Андрей Круз - На пороге Тьмы
Она заметно погрустнела и задумалась.
* * *Ничего этой ночью между нами не случилось. И не должно было. Несмотря на мои возражения, Настя уложила меня спать на топчан, сказав: "Тебе завтра ехать и ты после смены, выспись нормально!", а проснулся я уже по будильнику.
— Ты куда? — возмутилась она. — Темно же!
— Тут всего улицу пройти, и вооружен хорошо, — уверенно заявил я. — Да все нормально будет, забыла, где я работаю?
— С ума сошел? Ты там без году неделя, тоже мне, ветеран нашелся! Звони в общагу, пусть Федору передадут, чтобы за тобой на аэродром заехал. Здесь это нормально, в порядке вещей, и разбудят, и передадут.
— И то! — словно на стенку наткнулся я.
Действительно, Федька еще с вечера воду сливать не собирался, и машину прямо во двор загнать собирался, договорился с вахтой.
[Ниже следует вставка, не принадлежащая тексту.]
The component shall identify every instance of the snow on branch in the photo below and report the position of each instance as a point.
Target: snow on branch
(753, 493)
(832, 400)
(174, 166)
Ему только нырь в кабину — и никаких проблем.
Настя взялась за телефон, покрутила диск, затем сказала:
— Девушка, Засулич четырнадцать дайте пожалуйста, вахту. Спасибо.
И передала мне трубку.
Действительно оказалось все просто. К телефону дежурный подошел, я представился и в двух словах ситуацию объяснил, мол застрял по темноте, надо, чтобы товарищ заехал. Там лишь имя и номер комнаты уточнили, и спросили во сколько надо сказать. Осталось спасибо сказать и трубку повесить. А я по темным аллеям собирался бежать, кретин.
Так у меня оставался еще час на отдых. Настя предложила мне еще поспать, но я отказался, уселся на скрипучий стул с чашкой чаю, а предложил подремать ей. На этот раз она легко согласилась, и быстро прикемарила на топчане, положив под голову маленькую вышитую подушку «думочку» и тихо посапывая во сне. Одна прядка русых волос упала ей на лицо, и мне казалось, что она Настю щекочет. Я тихо подошел и аккуратно убрал ее назад.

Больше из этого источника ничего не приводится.